Восприятие жизни Петрушевской — женское чувствование мира. Именно в мире женщины быт и бытие нераздельны. Разум мужчины, отталкиваясь от прозы жизни, находит свое воплощение и выход в чем-то ином, прозаическая жизнь — не единственная, а быть может, не основная сфера его бытования. И это дает мужчине возможность принять эту жизнь как нечто второстепенное и абстрагироваться от грязи внутри нее. Чувства женщины слишком тесно связаны с реальным миром; она слишком «жизненна». И дисгармония, безысходность быта есть для нее безысходность жизни как таковой. Не в этом ли истоки того гипертрофированного, болезненного потока «чернухи», который обрушивается на читателя со страниц женской прозы? Петрушевская здесь не исключение. Этот поток рожден не приятием, не мазохистским восторгом от грязи жизни, а напротив — отторжением, защитным рефлексом непричастности и отстраненности.

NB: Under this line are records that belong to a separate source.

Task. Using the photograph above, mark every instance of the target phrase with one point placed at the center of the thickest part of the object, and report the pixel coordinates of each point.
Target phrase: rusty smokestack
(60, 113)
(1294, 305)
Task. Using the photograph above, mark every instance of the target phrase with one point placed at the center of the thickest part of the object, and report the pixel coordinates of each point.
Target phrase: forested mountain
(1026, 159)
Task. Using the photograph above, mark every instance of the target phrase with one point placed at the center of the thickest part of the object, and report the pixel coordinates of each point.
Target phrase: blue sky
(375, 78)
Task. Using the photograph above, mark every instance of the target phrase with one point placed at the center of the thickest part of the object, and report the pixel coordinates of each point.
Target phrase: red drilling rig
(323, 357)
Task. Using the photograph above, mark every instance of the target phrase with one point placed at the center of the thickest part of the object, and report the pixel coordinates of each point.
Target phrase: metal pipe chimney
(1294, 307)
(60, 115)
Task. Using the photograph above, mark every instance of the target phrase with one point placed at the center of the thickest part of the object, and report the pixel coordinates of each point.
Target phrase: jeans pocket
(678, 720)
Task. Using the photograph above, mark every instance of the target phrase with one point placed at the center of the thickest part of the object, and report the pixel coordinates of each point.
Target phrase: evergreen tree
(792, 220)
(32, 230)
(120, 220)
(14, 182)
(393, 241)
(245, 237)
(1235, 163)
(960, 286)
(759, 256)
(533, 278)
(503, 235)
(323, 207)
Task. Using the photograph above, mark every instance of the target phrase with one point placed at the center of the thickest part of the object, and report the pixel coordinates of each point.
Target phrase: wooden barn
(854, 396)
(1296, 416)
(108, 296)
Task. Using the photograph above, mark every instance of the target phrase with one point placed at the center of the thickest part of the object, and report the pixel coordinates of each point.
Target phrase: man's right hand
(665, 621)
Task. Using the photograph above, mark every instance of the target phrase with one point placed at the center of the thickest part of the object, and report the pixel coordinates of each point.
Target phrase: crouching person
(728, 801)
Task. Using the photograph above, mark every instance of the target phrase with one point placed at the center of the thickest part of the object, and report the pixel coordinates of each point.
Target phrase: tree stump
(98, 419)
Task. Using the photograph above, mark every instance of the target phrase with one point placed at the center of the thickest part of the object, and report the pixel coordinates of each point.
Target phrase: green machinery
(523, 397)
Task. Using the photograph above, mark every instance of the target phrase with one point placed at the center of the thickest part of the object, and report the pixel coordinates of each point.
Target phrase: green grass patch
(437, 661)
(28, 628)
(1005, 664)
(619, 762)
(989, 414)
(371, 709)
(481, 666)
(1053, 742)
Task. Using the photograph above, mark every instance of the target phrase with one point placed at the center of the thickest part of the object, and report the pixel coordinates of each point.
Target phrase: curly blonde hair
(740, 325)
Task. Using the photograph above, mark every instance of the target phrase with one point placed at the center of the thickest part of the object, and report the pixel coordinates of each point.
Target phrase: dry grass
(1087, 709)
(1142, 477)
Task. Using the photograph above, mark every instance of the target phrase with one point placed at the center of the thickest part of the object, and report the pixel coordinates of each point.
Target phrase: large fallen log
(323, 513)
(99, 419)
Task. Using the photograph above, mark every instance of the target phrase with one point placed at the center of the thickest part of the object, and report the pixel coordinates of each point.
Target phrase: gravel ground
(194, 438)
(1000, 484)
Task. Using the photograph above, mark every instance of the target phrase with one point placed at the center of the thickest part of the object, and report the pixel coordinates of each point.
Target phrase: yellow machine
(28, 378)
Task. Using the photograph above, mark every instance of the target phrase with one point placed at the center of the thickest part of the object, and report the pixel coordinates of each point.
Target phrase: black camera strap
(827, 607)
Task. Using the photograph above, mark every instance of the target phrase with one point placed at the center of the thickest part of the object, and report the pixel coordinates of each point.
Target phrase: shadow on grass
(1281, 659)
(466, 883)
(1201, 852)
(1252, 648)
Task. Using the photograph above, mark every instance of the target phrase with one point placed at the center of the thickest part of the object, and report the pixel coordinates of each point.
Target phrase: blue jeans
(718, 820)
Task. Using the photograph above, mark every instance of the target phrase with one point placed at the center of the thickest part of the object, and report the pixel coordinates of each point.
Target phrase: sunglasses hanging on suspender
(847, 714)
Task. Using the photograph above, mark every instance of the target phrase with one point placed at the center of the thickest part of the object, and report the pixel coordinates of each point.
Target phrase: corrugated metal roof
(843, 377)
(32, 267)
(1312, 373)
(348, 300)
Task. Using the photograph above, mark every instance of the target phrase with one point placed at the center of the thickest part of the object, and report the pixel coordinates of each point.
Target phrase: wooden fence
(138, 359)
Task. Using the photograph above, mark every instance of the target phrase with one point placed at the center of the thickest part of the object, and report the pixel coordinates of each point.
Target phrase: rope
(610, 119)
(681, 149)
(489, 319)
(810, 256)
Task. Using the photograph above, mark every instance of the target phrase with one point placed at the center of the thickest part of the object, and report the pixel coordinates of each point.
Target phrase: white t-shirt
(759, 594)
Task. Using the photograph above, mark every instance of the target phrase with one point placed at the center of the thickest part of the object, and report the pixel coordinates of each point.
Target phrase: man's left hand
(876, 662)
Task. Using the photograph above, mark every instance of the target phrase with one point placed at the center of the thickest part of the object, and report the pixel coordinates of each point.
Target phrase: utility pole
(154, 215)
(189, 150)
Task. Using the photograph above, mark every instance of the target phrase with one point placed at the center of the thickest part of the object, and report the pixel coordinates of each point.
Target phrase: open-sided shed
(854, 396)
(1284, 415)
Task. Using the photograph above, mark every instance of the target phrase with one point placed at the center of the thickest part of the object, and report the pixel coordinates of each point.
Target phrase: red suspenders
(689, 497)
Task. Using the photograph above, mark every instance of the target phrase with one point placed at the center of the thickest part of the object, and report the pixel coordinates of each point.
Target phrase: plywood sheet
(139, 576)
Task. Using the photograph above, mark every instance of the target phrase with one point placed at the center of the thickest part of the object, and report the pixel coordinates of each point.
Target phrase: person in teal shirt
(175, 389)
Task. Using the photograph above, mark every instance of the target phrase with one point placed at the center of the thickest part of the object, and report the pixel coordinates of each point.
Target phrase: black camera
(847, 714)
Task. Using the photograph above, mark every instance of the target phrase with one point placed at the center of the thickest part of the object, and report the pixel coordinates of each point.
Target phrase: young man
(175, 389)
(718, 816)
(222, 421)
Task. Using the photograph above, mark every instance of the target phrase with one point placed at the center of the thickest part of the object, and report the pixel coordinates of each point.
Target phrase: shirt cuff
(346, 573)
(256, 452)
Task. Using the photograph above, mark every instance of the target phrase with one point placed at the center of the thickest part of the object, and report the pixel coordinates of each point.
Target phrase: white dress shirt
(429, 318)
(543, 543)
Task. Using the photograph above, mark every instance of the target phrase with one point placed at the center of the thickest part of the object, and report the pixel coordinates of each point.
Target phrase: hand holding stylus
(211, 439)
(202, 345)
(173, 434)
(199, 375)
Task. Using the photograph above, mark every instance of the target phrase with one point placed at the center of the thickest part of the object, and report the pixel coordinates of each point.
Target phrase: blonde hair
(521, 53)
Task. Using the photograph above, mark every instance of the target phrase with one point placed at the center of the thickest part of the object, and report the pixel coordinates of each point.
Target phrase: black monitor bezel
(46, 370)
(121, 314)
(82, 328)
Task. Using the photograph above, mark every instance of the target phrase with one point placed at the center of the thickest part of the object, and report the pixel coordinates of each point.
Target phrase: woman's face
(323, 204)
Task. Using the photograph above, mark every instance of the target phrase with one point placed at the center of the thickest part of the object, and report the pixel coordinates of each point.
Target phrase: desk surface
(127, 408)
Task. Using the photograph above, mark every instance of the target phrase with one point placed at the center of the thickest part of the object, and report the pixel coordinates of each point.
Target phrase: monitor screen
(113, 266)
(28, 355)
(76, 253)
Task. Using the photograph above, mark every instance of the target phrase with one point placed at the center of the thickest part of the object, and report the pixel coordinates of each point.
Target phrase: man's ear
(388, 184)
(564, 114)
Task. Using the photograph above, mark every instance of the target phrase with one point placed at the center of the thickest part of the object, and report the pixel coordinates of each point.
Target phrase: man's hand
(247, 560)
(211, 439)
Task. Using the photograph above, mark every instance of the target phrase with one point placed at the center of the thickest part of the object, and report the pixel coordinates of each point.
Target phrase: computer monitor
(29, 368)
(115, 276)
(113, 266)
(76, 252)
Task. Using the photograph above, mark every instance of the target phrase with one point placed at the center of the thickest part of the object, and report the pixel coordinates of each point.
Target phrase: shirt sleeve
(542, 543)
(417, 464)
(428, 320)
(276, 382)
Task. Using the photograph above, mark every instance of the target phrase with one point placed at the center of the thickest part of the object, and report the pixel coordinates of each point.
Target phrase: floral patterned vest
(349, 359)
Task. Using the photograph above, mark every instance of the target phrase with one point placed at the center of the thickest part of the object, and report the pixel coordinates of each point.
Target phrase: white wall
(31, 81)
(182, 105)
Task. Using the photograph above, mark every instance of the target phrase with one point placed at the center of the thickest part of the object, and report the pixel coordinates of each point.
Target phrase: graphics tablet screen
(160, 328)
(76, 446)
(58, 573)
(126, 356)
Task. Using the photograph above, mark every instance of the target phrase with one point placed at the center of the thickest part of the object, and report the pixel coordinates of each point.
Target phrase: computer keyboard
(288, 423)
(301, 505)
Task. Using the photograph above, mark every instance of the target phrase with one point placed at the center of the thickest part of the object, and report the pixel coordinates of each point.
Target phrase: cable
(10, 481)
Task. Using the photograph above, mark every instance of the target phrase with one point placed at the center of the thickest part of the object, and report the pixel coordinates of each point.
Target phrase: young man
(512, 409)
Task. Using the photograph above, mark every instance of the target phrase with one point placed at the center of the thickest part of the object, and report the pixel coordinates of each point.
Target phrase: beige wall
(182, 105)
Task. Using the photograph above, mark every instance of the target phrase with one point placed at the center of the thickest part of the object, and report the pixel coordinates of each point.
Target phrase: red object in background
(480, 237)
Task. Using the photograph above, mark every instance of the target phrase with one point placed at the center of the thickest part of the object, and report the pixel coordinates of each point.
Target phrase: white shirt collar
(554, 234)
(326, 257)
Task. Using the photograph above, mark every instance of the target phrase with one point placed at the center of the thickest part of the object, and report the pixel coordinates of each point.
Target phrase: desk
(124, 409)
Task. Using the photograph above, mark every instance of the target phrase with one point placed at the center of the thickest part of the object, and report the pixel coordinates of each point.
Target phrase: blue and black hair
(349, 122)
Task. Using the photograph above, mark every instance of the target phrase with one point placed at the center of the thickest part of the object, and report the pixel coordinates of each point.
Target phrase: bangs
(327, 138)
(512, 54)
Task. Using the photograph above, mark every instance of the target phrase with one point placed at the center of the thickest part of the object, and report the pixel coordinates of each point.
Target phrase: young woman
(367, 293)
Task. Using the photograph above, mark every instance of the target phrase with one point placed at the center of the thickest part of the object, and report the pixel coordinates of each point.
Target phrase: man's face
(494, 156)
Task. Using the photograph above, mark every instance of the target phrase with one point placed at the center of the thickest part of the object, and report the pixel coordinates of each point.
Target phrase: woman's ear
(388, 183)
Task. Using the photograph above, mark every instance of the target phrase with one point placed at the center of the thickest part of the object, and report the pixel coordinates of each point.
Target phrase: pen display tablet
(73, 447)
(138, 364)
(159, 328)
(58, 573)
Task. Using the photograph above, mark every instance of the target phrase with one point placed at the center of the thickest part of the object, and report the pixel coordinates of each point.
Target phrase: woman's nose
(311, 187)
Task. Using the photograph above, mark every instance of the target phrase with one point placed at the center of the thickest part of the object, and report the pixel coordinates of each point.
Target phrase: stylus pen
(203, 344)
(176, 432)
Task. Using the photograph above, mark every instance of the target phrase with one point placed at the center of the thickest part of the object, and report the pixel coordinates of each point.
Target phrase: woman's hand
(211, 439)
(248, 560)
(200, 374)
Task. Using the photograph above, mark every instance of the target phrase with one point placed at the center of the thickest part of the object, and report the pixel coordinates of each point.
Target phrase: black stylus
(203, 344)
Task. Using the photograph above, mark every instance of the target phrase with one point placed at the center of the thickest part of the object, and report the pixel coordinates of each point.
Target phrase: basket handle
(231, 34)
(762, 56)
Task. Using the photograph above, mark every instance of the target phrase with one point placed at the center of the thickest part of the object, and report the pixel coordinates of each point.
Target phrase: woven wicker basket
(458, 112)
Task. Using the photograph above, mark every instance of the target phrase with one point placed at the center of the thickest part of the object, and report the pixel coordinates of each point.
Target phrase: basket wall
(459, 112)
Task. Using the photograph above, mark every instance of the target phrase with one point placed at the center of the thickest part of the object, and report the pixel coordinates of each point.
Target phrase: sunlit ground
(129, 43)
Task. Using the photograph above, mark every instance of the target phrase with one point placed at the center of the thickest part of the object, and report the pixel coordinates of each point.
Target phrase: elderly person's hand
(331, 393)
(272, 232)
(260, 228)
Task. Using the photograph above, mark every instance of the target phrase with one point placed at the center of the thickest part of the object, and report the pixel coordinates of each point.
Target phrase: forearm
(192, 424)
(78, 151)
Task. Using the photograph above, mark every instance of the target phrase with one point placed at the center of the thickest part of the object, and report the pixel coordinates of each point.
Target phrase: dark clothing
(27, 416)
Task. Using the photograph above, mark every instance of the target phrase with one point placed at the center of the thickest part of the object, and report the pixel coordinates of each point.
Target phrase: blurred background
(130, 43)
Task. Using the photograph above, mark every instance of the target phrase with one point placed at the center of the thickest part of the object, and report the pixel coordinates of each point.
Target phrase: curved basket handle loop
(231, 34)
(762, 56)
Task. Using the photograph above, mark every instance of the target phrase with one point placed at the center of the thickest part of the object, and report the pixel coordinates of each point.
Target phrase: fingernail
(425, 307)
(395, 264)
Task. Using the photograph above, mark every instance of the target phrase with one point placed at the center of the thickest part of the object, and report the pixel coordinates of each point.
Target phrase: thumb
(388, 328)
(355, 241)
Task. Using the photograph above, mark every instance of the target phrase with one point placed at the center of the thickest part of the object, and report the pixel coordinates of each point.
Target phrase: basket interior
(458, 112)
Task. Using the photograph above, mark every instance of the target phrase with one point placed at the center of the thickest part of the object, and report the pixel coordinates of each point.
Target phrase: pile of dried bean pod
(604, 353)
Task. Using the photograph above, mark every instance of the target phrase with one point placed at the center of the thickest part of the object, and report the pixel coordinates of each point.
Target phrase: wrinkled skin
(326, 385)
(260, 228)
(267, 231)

Женщина-художник словно выносит себя за скобки этого мира — и все те ужасы, которые происходят и произойдут с героями и с жизнью, уже не касаются ее...
Этот путь избирает Петрушевская в цикле рассказов «Песни восточных славян». Но есть иной путь — мучительного погружения в жизнь, который проходит героиня повести «Время ночь», а вместе с нею и автор, и читатель.
Этот путь несет в себе неизбывную боль. Но чувство боли есть не что иное, как чувство жизни, если есть боль — человек живет, мир существует. Если боли нет, а лишь спокойствие, холодное и безразличное, — уходит жизнь, рушится мир.
Проживание жизни изнутри, в единстве мучительного быта и бытия, сквозь боль, слезы, может быть, и есть движение к высшему, которое мы так жаждем обрести? Чтобы подняться над жизнью, нужно слиться с нею, ощутить значительность и значение обычных вещей и обычной человеческой судьбы.
Проживание мира есть становление мира художественного. И художественность в лучших произведениях Петрушевской становится тем чутким барометром, который улавливает и доказывает подлинность и глубину такого чувствования жизни. Жизни как нераздельного единства быта и бытия.
Л-ра: Литературное обозрение. – 1993. – № 5. – С. 63-67.